Toutes les grandes villes du pays sont touchées par la grogne : Bogota la capitale, Medellin, Cali, Baranquilla. Les cortèges y défilent pacifiquement au son des concerts des casseroles. Même si cette fois-ci les manifestations ont été moins massives qu’il y a dix jours, il n’en demeure pas moins que le gouvernement d’Ivan Duque est sous pression. Et les milieux économiques commencent à s’inquiéter. La facture du conflit approche déjà les 250 millions d’euros.

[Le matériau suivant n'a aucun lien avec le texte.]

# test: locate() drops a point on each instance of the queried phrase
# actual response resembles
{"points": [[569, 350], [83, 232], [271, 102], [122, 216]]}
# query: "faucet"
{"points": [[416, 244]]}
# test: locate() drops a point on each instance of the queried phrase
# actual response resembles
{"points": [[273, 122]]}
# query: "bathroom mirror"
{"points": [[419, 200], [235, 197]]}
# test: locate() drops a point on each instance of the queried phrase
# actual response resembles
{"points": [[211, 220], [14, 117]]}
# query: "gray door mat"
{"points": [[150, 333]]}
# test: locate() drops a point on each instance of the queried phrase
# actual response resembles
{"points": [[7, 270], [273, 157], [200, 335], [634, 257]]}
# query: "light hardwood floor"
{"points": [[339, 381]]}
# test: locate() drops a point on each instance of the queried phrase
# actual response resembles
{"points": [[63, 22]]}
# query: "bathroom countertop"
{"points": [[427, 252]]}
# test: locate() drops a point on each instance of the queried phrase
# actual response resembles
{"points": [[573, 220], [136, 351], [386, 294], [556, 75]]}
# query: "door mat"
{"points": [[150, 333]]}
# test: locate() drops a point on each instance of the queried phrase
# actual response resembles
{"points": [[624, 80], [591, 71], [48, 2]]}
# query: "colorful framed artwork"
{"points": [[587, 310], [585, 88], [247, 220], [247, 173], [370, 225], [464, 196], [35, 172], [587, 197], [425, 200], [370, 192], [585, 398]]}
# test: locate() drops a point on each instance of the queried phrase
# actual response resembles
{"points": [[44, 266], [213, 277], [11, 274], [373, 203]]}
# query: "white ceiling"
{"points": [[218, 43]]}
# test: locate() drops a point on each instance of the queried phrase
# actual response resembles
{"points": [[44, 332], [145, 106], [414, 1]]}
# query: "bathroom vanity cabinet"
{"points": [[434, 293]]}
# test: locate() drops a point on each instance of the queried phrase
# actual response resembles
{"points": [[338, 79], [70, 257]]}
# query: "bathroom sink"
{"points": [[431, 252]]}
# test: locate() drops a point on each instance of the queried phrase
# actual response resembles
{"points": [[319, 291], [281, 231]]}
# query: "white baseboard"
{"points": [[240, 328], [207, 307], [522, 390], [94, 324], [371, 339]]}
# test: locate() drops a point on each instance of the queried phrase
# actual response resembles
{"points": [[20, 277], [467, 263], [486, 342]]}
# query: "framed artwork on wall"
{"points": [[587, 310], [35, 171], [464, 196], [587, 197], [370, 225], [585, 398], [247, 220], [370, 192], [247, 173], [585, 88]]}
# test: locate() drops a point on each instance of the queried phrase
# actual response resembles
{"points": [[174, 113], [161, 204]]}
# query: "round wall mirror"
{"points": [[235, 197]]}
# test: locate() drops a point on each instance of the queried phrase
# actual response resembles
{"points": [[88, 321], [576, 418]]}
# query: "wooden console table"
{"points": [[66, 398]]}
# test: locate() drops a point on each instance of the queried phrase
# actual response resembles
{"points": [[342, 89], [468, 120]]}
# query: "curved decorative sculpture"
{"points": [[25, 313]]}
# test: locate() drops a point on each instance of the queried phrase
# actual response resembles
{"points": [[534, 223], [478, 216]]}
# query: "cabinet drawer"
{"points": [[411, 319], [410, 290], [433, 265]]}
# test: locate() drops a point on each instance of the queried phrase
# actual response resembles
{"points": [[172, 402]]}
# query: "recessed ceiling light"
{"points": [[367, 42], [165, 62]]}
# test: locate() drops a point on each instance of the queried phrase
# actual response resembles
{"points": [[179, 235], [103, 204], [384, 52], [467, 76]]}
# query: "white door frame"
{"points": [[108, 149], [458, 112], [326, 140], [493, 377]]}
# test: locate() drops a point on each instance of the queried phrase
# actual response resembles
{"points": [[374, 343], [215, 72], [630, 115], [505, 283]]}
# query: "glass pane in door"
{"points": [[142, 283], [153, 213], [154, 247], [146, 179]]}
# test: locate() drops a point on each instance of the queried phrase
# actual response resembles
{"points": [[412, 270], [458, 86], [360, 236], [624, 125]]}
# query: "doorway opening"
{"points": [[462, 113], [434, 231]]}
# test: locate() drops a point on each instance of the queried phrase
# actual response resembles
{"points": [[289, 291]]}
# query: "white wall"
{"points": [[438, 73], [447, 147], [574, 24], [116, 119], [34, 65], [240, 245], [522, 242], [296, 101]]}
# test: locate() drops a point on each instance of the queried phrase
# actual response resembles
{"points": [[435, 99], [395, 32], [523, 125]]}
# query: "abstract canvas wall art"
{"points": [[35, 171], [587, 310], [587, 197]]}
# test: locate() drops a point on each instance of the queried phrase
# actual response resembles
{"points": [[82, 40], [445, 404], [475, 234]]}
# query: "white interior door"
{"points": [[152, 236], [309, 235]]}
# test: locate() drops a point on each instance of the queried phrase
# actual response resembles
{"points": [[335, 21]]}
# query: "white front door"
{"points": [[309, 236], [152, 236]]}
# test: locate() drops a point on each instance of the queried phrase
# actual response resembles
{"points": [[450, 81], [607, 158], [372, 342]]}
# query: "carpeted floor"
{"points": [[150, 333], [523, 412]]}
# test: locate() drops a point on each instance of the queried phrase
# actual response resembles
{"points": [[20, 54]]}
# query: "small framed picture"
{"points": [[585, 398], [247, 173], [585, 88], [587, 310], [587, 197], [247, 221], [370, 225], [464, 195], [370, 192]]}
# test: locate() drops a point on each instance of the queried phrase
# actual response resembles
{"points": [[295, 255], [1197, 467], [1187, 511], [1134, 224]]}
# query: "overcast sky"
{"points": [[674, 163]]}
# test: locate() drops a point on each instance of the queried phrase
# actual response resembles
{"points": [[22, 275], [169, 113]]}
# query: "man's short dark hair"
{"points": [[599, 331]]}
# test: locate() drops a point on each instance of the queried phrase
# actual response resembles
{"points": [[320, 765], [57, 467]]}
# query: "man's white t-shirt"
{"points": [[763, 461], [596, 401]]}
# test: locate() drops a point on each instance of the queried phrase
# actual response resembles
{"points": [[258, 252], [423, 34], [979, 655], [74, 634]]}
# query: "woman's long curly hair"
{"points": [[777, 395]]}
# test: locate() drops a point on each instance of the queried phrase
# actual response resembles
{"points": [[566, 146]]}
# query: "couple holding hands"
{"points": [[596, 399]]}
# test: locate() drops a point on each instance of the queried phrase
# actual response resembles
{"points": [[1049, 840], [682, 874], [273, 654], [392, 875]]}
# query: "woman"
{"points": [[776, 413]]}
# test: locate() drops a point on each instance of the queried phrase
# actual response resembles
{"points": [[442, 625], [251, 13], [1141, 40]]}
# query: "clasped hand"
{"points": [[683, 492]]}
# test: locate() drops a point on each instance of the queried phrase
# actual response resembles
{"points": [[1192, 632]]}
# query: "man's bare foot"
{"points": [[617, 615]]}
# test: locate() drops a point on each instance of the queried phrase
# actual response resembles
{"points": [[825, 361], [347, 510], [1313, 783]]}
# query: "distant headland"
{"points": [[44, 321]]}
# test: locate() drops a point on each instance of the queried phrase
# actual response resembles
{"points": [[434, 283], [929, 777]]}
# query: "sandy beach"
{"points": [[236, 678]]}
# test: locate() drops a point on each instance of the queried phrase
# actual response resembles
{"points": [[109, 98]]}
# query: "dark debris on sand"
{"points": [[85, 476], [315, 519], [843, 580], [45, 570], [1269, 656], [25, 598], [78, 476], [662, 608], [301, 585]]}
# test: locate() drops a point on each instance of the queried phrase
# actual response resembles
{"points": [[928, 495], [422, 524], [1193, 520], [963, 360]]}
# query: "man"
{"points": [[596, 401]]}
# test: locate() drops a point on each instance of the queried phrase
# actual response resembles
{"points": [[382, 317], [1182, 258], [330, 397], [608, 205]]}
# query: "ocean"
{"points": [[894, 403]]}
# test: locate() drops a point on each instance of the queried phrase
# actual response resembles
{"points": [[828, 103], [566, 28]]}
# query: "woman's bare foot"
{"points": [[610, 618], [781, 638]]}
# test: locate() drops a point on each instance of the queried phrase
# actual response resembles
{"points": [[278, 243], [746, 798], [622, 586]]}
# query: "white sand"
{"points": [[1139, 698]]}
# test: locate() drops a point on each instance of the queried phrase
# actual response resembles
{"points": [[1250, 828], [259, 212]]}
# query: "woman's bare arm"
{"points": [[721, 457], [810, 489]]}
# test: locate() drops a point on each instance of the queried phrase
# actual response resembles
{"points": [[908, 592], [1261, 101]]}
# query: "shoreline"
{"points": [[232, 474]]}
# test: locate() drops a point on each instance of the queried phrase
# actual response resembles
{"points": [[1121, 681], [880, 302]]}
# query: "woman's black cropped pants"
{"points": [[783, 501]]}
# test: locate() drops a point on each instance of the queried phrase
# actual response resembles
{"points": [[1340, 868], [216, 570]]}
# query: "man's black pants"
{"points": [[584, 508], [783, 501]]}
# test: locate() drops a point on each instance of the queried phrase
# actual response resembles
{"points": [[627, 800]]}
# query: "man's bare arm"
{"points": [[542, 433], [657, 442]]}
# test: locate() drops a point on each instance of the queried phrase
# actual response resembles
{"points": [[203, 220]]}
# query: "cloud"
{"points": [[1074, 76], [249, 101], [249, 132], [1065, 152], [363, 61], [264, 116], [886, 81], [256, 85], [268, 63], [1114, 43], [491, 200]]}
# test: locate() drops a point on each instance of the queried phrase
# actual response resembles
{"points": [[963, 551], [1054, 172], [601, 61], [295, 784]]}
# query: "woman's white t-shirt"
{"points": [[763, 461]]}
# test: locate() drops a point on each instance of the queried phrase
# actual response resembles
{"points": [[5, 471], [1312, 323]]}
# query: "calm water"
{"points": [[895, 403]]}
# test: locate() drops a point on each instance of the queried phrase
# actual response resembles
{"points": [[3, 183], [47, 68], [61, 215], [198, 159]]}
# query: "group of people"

La réforme des retraites dans le viseur
Il y a deux axes majeurs dans la contestation. Le premier est vraiment de nature économique et fait écho à certaines revendications que l’on entend ici aussi en France. Les manifestants dénoncent d'abord les projets de réforme des retraites, qui prévoient le recul de l’âge du départ, et une substitution des fonds privés aux pensions publiques ; ils dénoncent aussi l’assouplissement du marché du travail, la réfome fiscale, et le manque d’investissement dans la santé et plus encore l’éducation. Les étudiants sont très nombreux dans les cortèges. Bref, c’est toute la politique libérale du gouvernement de droite d’Ivan Duque qui est montrée du doigt. Les inégalités sont très fortes en Colombie, avec un quart de la population en état de pauvreté.
Le "martyr" Dilan Cruz
Le deuxième axe de la contestation concerne la dérive sécuritaire. Les organisations indigènes dénoncent les violences dont leurs militants sont victimes. Et tous les manifestants réclament également le respect de l’accord de paix avec les FARC et le démantèlement de l’Esmad, un escadron mobile qu’on pourrait comparer aux CRS. Il faut dire que pendant l’une des manifestations précédentes, le 25 novembre, un jeune de 18 ans, Dilan Cruz, a été tué par des billes de plomb tirées par un agent de cet escadron. Cruz est devenu le martyr, le symbole de la contestation.
Un "dialogue de sourds"
Le président Duque ne veut rien céder, d’autant qu’il est aiguillonné par une aile de droite radicale. Mais des négociations avec les syndicats ont quand même été engagées avant-hier, trois heures de discussions sans succès. Un "dialogue de sourds" selon la presse colombienne. Elles doivent reprendre ce soir. Hasard du calendrier, se déroule également aujourd’hui la négociation annuelle sur le salaire minimum. De son issue peut dépendre la suite du mouvement.
Enfin dans le même temps, le président colombien a initié ce qu’il appelle "une grande conversation nationale" avec des représentants de la société civile. Là aussi, ça rappelle quelque chose sur ce qui s’est passé en France dans la foulée du mouvement des "gilets jaunes".